Team members answer such questions as:
- “What time of day do you work best?”
- “What are the best ways to communicate with you?”
- “How do you like to receive constructive feedback?”
- “What is your biggest work-related pet peeve?”
- “What do you need to stay productive?”
Have everyone present their answers on a slide, then bookmark the “user manual” for easy team access and revisit it regularly.
Use the deck for onboarding new employees so they can quickly get to know their colleagues better, and vice versa.
Empower Your Team — and Yourself
You may wish to seek out a professional facilitator or colleague who can act as a neutral moderator. There are also several tech platforms — from Cooleaf to FullTilt to Rising Team — that do much of the work for you. But keep this in mind: Even if you decide to run these activities yourself, you don’t need to be an expert.

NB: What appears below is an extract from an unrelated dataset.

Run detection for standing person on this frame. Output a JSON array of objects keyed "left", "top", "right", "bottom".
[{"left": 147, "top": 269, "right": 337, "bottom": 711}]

“Anyone can do it with the right tools and support,” Dulski said. “You’ll be practicing the skills you want to model and showing your team, ‘I care about you and want to understand you.’ Your team will view you in a different light, and, ultimately, you’ll become a better leader.”
Member Resource: Managing Organizational Communication
Tips for Success
Determine the right format: Before choosing activities, identify your team members’ specific capabilities, needs, and challenges, so that you’re meeting them where they are.
Create a consistent schedule: Work these exercises into your team’s regular activities — a half day each month, 15 minutes in your weekly team meeting, etc.
Establish ground rules: Make it clear upfront that everyone can contribute ideas freely and all voices will be heard. Everything goes on the whiteboard — there’s no “no” here.
Ensure focus: Structure activities so everyone can step away from their day-today functions and be present in the moment.
Capture the data: Document your team’s responses and learnings to recall them later.
Avoid hybrid events: Don’t run an activity where some people are physically in the room while others are not, as this creates an uneven playing field. Everyone should either attend in person or participate remotely.